4. Que apesar de termos razoáveis leis no que concerne a regulamentação da mídia no Brasil, e considerando a situação prática que analisamos acima, que obviamente indica muita luta para nós; é, em minha concepção, dever de todas as organizações de esquerda (das marxistas, trotskystas, anarquistas, stalinistas, até as mais centristas ou reformistas) superarem as então intransponíveis barreiras do sectarismo e abraçar a luta pela democratização da comunicação como um eixo – na organização e na sociedade. E quando eu digo eixo, é comprar a luta já histórica que tem o FNDC, a Intervozes e a ENECOS, que vez que outra se juntam em campanhas por todo o Brasil no tema da chamada DemoCom. Além de construir blogs importantes de opinião como o Esquerda Online, que até certo ponto é um canal de exposição e de diálogo entre a vanguarda e que postula-se mais como uma disputa de direção política de processos de luta do que propriamente situar-se em uma disputa de narrativas sociais, é preciso, além de apoiar projetos de mídia independente,
como já é feito por vocês com a que eu trabalho, o Correria, impulsionar com o movimento de comunicação a PLIP da Mídia Democrática. Ela é fruto de um debate de muitos anos, uma das ações do 1º CONFECOM (Conferência Nacional de Comunicação) que reuniu dezenas
de movimentos em 2009 e aprovou mais de 600 resoluções. Como é um projeto de lei de iniciativa popular, o que falta é reunir assinaturas pelo Brasil. O Campo político da esquerda precisa se dar conta que gritar na rua “O Povo não é Bobo, Abaixo a Rede Globo” não vai mudar nada na sociedade, e que só se engajando com os movimentos de comunicação na aplicação dessa lei, que se inspira na Lei de Medios argetina, é que poderemos, enfim, dormir mais tranquilos.

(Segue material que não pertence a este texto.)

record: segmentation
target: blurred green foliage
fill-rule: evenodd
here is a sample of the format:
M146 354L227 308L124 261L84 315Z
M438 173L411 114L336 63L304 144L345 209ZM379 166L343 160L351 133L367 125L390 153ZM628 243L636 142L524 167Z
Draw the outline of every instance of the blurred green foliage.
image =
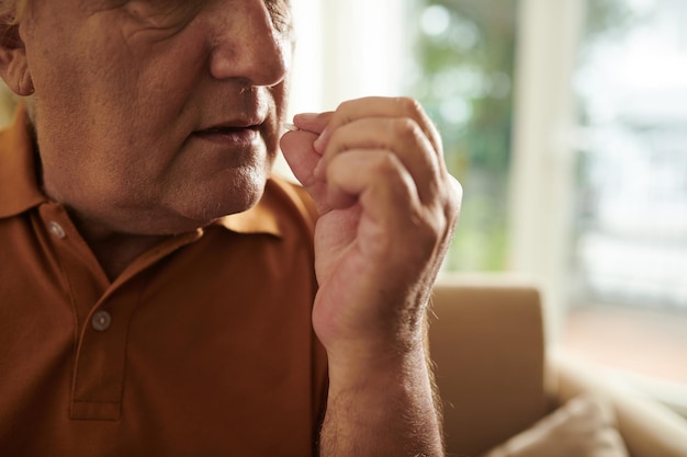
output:
M583 1L583 0L579 0ZM587 0L581 59L637 18L624 0ZM508 181L518 0L416 0L410 91L439 127L463 209L446 270L507 270ZM584 101L581 101L584 113Z

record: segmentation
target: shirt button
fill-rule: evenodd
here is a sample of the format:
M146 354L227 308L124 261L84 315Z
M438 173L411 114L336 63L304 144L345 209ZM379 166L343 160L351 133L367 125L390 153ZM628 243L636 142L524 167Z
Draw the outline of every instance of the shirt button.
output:
M93 327L93 330L99 332L104 332L105 330L108 330L111 323L112 316L110 316L108 311L98 311L93 315L93 318L91 319L91 325Z
M67 236L67 233L65 233L65 229L63 228L63 226L60 226L54 220L47 225L47 229L50 231L50 233L53 233L59 239L63 239Z

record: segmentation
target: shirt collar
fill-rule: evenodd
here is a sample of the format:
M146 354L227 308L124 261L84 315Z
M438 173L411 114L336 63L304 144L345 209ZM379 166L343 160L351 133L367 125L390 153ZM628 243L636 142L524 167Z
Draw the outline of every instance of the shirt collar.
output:
M0 132L0 218L16 216L44 202L47 197L37 182L35 152L26 107L20 104L12 124ZM238 233L281 236L279 207L270 196L271 184L255 207L225 216L214 225Z

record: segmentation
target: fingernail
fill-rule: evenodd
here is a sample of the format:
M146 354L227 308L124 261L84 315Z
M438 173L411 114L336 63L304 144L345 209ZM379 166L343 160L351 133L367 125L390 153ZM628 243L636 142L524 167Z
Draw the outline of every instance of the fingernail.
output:
M313 175L315 176L316 180L322 180L324 178L325 171L324 171L324 164L323 164L324 160L320 159L317 164L315 165L315 169L313 170Z
M322 134L317 137L317 139L313 142L313 148L317 151L318 155L323 156L325 153L325 135L327 134L327 129L325 128Z
M311 122L315 121L319 114L317 113L299 113L293 116L293 122L302 121L302 122Z

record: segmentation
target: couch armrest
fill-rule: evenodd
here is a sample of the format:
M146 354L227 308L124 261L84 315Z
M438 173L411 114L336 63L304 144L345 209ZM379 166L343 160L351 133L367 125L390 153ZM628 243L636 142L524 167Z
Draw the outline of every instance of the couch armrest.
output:
M431 309L429 344L450 455L480 455L545 413L536 287L502 277L443 277Z
M570 354L551 352L547 362L560 403L592 392L613 405L618 431L632 457L687 457L684 418Z

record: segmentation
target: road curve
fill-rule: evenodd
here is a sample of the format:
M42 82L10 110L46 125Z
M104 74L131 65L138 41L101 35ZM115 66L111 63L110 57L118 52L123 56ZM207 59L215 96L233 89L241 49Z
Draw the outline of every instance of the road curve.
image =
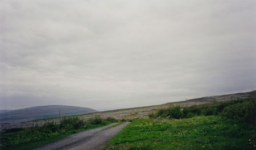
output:
M128 125L130 122L123 123L120 125L102 130L97 132L90 138L66 147L62 150L96 150L99 147L104 145L109 140L113 138L122 129Z
M110 127L117 123L73 134L60 141L50 143L34 150L97 149L103 145L130 123Z

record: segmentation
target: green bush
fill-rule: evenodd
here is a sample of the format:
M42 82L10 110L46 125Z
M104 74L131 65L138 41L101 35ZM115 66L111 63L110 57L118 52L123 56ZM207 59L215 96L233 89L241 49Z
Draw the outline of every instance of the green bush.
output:
M106 121L110 122L118 122L118 120L117 119L115 119L113 117L111 117L111 116L108 117L105 120Z
M45 144L46 141L53 141L56 137L64 137L65 135L76 133L78 131L97 127L98 126L97 124L99 124L104 125L106 123L99 117L92 119L90 121L73 117L65 118L59 124L51 122L39 127L7 130L0 134L0 149L13 149L22 145L31 144L32 143ZM32 145L35 145L34 144Z
M234 119L238 122L255 123L256 114L255 99L243 103L237 103L225 107L221 116L226 119Z
M255 98L249 98L236 101L214 102L189 107L177 106L168 109L161 109L156 113L151 113L148 116L152 118L166 117L171 118L189 118L197 115L221 115L226 119L246 121L255 123Z
M166 117L169 115L169 111L167 109L159 109L156 114L156 116Z
M92 124L98 124L101 123L103 122L103 119L97 116L94 118L90 119L89 121Z

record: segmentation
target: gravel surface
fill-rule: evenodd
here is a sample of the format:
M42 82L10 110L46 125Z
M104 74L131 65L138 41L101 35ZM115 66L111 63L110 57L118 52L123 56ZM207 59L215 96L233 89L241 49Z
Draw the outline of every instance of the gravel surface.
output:
M109 140L113 138L122 129L128 125L130 122L123 123L120 125L101 130L90 138L73 145L66 147L63 150L92 150L98 149L103 147Z
M34 150L56 149L61 148L61 147L63 147L65 145L71 145L74 143L77 143L80 141L85 140L86 139L90 139L91 138L94 137L96 135L98 135L98 133L101 132L102 130L104 130L105 129L106 129L108 127L113 126L117 124L117 123L112 123L110 124L100 128L91 129L76 134L73 134L63 139L63 140L50 143L42 147L40 147L39 148L34 149Z

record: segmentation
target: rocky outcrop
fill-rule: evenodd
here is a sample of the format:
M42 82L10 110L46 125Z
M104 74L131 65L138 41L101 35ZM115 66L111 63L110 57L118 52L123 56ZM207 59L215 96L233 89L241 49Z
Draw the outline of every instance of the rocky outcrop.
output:
M109 116L111 116L118 119L131 119L138 118L148 118L148 115L150 113L155 112L158 109L167 108L172 106L179 105L182 106L187 106L194 105L201 105L207 103L211 103L213 102L235 100L255 96L256 91L253 91L247 93L241 93L228 95L203 97L200 98L189 99L185 101L168 103L156 106L97 112L84 115L77 115L77 116L84 120L88 120L96 116L98 116L102 118L106 118ZM61 119L63 119L63 118L61 118ZM60 119L56 118L18 123L1 124L0 130L3 131L6 129L13 128L27 128L34 127L35 126L40 126L48 122L59 123L60 122Z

Por fim, não gostaria que achassem que este texto é um ataque simples e odioso ao PT, apesar de ele, efetivamente, contrapôr-se estruturalmente ao seu modelo de gestão. Este texto faz parte de uma perspectiva crítica, baseada no Materialismo Histórico, onde se apontam fatos objetivos e estruturantes para poder tecer considerações finais. Jamais teria chegado a tais conclusões sem a ajuda de camaradas da ENECOS e da Intervozes, aos quais me inspiro e dedico este texto, ao mesmo tempo que dedico a todos os comunicadores e comunicadoras alternativos/as, independentes, aos jornalistas pé-no-barro, que vivem os desafios de não terem rendido-se (por querer ou não) para o corporativismo da mídia tradicional, burguesa, elitista, sexista, racista, misógina, lgbtfóbica, heteronormativa,sonegadora e golpista.

*Lucas Pitta Klein é ativista pela Democratização dos Meios de Comunicação, comunicador alternativo do Correria na TVT – Tv dos Trabalhadores, militante da ENECOS – Executiva Nacional de Estudantes de Comunicação Social e graduando em Publicidade e Propaganda
na UFRGS – Universidade Federal do Rio Grande do Sul.